My fears that an award for good behavior might be a disappointing one were put to rest in a very touching way. Phillip, one of three recipients of the "Exemplary Behavior" certificates, came forward to accept his award with teary eyes. His mother explained to me later that, as an energetic kid, he had gotten into trouble in school lately and his teacher deemed him a "trouble maker" sort of student. He was so thrilled to be acknowledged for the effort he made to sit quietly in rehearsals and pay attention.
I hope the other students' awards meant half as much to them as Phillip's meant to him. From the most overall outstanding students to the ones with good posture, good behavior, or cheery enthusiasm, I truly appreciated each student's contribution to the ensemble, and I meant each of those awards from my heart.

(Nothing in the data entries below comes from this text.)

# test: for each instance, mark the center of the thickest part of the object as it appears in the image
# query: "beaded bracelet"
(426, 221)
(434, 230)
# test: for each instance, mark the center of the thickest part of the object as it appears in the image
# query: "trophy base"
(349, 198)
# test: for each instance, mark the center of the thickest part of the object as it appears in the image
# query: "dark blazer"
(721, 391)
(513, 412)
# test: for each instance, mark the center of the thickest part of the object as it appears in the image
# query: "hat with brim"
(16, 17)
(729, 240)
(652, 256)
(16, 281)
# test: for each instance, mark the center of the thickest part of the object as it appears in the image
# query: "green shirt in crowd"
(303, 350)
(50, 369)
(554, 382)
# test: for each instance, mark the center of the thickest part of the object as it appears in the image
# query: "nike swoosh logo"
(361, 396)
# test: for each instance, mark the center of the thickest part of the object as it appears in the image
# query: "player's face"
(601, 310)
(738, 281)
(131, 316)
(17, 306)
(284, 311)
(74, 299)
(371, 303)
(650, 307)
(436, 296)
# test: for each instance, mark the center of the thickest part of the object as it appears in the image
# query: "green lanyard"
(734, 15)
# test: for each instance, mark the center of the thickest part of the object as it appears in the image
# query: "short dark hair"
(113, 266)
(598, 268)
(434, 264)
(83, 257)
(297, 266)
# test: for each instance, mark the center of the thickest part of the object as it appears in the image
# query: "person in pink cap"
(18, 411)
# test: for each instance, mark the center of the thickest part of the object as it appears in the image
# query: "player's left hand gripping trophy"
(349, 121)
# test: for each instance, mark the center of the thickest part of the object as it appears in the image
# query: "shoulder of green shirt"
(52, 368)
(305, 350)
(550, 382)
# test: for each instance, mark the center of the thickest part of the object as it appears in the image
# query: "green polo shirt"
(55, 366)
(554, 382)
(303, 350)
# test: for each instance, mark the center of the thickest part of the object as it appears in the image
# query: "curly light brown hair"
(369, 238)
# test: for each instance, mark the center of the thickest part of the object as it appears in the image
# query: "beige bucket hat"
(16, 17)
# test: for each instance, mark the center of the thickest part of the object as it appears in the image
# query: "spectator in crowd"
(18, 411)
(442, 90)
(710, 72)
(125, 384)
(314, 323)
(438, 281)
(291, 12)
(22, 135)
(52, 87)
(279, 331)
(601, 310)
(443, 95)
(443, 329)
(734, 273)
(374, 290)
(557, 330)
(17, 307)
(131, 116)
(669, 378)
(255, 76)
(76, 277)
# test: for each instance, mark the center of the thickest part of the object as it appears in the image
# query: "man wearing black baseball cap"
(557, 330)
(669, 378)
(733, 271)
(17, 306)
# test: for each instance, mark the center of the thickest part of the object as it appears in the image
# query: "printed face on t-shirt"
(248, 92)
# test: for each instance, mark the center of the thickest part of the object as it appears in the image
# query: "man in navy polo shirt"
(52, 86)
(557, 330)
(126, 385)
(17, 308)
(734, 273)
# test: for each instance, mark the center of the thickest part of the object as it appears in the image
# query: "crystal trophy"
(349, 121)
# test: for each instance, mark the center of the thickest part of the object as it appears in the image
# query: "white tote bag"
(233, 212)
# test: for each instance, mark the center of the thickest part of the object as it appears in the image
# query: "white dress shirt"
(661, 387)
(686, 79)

Along with the giving of awards, we also had a pizza party. I was very happy to see that all the kids from my ensemble eagerly crowded around me to talk, or urged me to sit down at their tables, or asked me questions about my life. How wonderful that the fact that I am their conductor, and the enforcer of rules, did nothing to prevent the kids from wanting me to be their friend as well. If anything, I believe that insisting on an environment with high standards of behavior does more to help the students thrive and be happy.
The kids weren't the only ones who left the party with something in hand; the parents chipped in on a gift card for me. Even better, they put together a frame with three pictures of me and the kids from our concerts, and the kids all signed the matte. It's something I'll treasure, a reminder of the first year with the first kids in the first orchestra I conducted - the first of many years to come, I hope.